4.Overwegingen van de rechtbank
De rechtbank heeft ten aanzien van het geschil in de zaken met kenmerken 17/00295 en 17/00296 als volgt overwogen.
“4. Eiser sub 1 (hierna ook: eiser) is genothebbende krachtens eigendom, bezit of beperkt recht van de woning.
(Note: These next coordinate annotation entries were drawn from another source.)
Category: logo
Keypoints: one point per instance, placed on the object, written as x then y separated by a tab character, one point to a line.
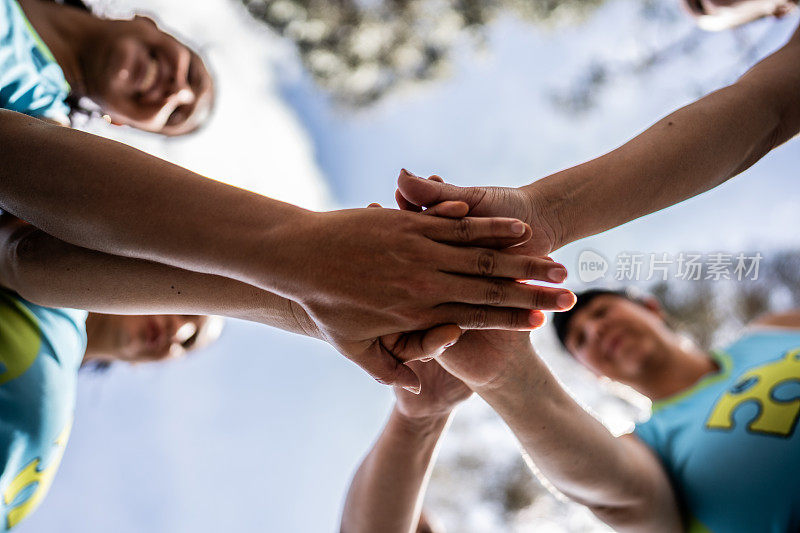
591	266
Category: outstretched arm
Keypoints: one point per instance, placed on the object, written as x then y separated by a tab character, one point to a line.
341	267
387	490
51	272
688	152
619	479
De woning is een vrijstaande woning met twee uitbouwen, een dakkapel en een garage met een inhoud van ongeveer 50 m3. De inhoud van het hoofdgebouw inclusief uitbouwen is ongeveer 585 m³ en oppervlakte van het perceel is ongeveer 275 m².
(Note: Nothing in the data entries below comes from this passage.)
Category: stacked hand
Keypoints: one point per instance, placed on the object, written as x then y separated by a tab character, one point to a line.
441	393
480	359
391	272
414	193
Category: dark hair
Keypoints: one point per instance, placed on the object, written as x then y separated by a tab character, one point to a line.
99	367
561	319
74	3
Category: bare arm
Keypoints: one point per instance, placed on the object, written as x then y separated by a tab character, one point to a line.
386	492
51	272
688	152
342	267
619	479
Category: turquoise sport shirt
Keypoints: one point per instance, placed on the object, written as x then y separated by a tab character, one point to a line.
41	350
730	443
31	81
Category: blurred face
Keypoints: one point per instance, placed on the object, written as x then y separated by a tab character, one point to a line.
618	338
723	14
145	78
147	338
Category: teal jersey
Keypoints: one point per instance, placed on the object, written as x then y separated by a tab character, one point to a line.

5. In geschil is of de voor 2014 en 2015 vastgestelde waarde van de woning niet te laag is vastgesteld.
6. Eiser bepleit voor beide jaren een hogere waarde van € 359.000. Eiser voert daartoe in de eerste plaats aan dat de staat van onderhoud van de woning beter is dan door de taxateur van verweerder wordt verondersteld. Ook heeft eiser aangevoerd dat de stijgende trend in de woningmarkt in de waarden ten onrechte niet tot uiting komt. Eiser verwijst in dit verband naar de WOZ-waarden van de woning in eerdere jaren, naar de WOZ-waarden van de door verweerder aan de waardevaststellingen ten grondslag gelegde vergelijkingsobjecten en naar de verkooptransactie van de onroerende zaak [adres 10] te [plaats 1] . Eiser trekt voorts de onafhankelijkheid van verweerders taxateur in twijfel.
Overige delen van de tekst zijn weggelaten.